E.ON has teamed up with Belgium-based Tree Energy Solutions (TES) to import green hydrogen at scale into Germany. The tie-up follows its deal with Australia-based Fortescue Future Industries (FFI) for up to 5 million tons per year of green hydrogen to Europe by 2030. “TES is developing a green energy hub in the German port of Wilhelmshaven. The energy hub will feature a receiving terminal, storage facilities and a clean, zero-emissions oxy-fuel combustion power plant,” E.ON said. The German company plans “to build the Wilhelmshaven location into a hub for international hydrogen trading and upgrade the infrastructure accordingly,” said Paul van Poecke, managing director of TES.

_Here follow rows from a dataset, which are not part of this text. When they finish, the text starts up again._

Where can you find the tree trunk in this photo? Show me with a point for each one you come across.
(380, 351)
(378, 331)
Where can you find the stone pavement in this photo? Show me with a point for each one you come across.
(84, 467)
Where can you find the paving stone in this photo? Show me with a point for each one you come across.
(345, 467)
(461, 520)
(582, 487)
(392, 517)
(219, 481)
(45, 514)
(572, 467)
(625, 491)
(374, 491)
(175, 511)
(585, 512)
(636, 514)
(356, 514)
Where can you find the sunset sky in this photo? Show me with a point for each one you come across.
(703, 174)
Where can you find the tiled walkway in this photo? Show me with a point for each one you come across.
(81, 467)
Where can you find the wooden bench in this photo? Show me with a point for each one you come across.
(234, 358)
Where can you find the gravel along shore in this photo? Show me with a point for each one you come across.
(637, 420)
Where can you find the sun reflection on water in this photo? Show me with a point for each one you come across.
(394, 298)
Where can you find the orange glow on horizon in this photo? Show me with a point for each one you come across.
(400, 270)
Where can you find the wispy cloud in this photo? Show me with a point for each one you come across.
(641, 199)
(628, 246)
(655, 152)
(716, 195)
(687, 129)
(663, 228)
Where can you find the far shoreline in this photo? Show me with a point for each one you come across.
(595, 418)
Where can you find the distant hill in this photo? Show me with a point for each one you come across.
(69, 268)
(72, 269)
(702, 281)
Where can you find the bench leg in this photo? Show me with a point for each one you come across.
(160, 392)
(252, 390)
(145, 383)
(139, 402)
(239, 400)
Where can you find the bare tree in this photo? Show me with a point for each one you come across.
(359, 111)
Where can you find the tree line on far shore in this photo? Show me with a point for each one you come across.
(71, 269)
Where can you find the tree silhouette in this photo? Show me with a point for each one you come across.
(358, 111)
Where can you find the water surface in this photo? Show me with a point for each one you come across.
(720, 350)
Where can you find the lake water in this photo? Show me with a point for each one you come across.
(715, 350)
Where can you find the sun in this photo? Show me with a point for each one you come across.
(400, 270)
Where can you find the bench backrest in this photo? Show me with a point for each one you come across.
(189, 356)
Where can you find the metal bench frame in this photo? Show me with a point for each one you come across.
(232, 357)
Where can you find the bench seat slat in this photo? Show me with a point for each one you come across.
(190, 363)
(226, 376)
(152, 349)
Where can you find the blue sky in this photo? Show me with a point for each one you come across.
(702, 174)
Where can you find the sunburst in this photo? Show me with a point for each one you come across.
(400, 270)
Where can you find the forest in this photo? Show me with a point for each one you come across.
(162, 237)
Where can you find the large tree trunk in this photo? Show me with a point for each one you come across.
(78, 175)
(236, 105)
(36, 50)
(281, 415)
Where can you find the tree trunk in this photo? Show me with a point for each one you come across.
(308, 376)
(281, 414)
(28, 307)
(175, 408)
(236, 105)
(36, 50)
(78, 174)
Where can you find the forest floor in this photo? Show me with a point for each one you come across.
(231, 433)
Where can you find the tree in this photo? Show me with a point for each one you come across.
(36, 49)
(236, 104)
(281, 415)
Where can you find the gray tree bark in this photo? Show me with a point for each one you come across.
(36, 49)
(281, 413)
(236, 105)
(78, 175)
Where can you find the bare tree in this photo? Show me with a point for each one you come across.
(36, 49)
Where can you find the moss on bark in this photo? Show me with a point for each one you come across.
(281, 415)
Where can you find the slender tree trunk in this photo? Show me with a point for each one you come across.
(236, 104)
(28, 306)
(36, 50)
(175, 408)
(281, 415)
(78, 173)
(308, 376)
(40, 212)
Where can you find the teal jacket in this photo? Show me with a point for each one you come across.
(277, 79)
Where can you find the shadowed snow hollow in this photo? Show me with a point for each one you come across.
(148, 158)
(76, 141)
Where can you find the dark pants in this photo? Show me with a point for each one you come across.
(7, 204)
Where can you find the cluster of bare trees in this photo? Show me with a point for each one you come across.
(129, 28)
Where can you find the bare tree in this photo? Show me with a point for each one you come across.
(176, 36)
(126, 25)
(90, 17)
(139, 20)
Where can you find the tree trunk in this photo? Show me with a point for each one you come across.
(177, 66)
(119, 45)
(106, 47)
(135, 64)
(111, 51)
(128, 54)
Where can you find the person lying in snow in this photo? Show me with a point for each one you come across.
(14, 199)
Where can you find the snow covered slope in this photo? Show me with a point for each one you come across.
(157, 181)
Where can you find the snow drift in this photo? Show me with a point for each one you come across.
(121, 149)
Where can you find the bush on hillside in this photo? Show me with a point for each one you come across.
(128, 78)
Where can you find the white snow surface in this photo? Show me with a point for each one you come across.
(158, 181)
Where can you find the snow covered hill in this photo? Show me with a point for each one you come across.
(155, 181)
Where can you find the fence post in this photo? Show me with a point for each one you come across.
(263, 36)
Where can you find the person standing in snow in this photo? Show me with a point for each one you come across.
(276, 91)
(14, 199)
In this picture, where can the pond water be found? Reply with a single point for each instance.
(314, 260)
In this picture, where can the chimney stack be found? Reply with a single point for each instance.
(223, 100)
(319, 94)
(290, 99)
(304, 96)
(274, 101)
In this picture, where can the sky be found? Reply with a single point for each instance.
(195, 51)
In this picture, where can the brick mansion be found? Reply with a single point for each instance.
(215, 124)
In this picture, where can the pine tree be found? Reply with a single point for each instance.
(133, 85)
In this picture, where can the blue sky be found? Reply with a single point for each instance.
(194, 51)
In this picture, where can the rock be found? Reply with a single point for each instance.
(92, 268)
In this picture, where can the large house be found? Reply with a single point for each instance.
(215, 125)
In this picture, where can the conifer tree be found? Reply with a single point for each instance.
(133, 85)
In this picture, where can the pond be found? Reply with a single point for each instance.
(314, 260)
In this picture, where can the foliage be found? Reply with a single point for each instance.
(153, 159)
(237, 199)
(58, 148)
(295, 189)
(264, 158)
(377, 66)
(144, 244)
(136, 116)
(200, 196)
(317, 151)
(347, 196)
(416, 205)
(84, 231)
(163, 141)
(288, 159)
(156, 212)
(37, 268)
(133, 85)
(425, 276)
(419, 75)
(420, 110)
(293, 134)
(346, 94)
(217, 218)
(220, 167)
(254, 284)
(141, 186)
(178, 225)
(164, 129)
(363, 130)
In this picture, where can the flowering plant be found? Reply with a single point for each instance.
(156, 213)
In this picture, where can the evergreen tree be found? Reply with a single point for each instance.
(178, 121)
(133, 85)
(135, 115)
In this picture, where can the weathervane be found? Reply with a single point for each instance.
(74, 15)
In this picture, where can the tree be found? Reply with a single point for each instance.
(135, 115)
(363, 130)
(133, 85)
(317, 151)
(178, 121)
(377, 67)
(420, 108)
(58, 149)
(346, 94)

MPreis has commissioned an electrolysis plant in Völs, near Innsbruck, Austria. “The plant will initially prove that the electrolyzer can be used to compensate for fluctuations in the Austrian electricity grid. Soon, the Therese Mölk bakery will also use hydrogen to heat baking ovens. We also want to put the first fuel cell trucks on the road as early as May 2022,” said the Austrian food retailer. The first three vehicles, reportedly the first of their kind in Austria, will be refueled at the company’s own H2 filling station.

HydroGraph Clean Power, a spinoff of Kansas State University, is commercializing a detonation method to create graphene and hydrogen-rich syngas, based on channeling acetylene and oxygen in a small chamber to create a controlled detonation. “The research not only led to a pilot-scale graphene production device, but another discovery: an environmentally benign, inexpensive method to make hydrogen,” said Kansas State University. HydroGraph Clean Power recently went public on the Canadian Securities Exchange.